In July 2004, BT Communicator with Yahoo! Messenger became the latest addition to this family, enabling customers to manage all their home communications – phone calls, texts, emails and so on – on their PC.

And we’ll also use broadband to make new services, such as video on demand and interactive TV, available to customers.

340,000 + BT Business Broadband customers

In the broadband economy
Broadband also has a key role to play in the UK economy, enhancing competitiveness, driving up productivity, promoting growth. Analysts estimate that the UK economy as a whole could be boosted to the tune of £7.5 billion a year by 2007 as a result of productivity gains made possible by broadband.

And what’s true of national economies is true of local ones as well, many of which are keenly aware of the possibilities. In February 2005, for example, Northern Ireland became the first UK region outside London to have every one of its exchanges upgraded to broadband by BT. Just a month later – thanks to a partnership between BT and the regional development agency, One Northeast – all 181 exchanges in the region had been upgraded. And in April 2005, we won a contract with the Scottish Executive to bring broadband to the UK ’s remotest communities, by broadband-enabling 378 exchanges.

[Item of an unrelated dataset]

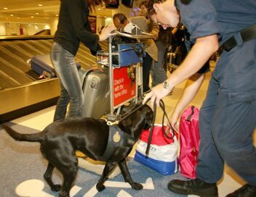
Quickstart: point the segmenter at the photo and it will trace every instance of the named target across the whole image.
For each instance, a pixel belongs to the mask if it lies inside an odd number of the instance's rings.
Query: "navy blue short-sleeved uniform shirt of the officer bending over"
[[[176,0],[176,4],[192,43],[196,38],[217,33],[221,44],[256,23],[255,0],[191,0],[187,5]]]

BT Business Broadband is the leading service provider for small and medium businesses in the UK , with over 340,000 customers as at 31 March 2005 . At the end of the 2005 financial year, we were connecting around 250 business customers to BT Business Broadband every day. This is excellent business, particularly since more than half of them also took value-added services from us such as the Internet Security Pack and Internet Business Pack

Broadband has the power to change the way businesses operate and the way they communicate with customers and employees. In November 2004, for example, we launched BT Business Broadband Voice, which enables smaller businesses to use broadband connections for voice calls and cut the costs associated with supporting multiple business lines.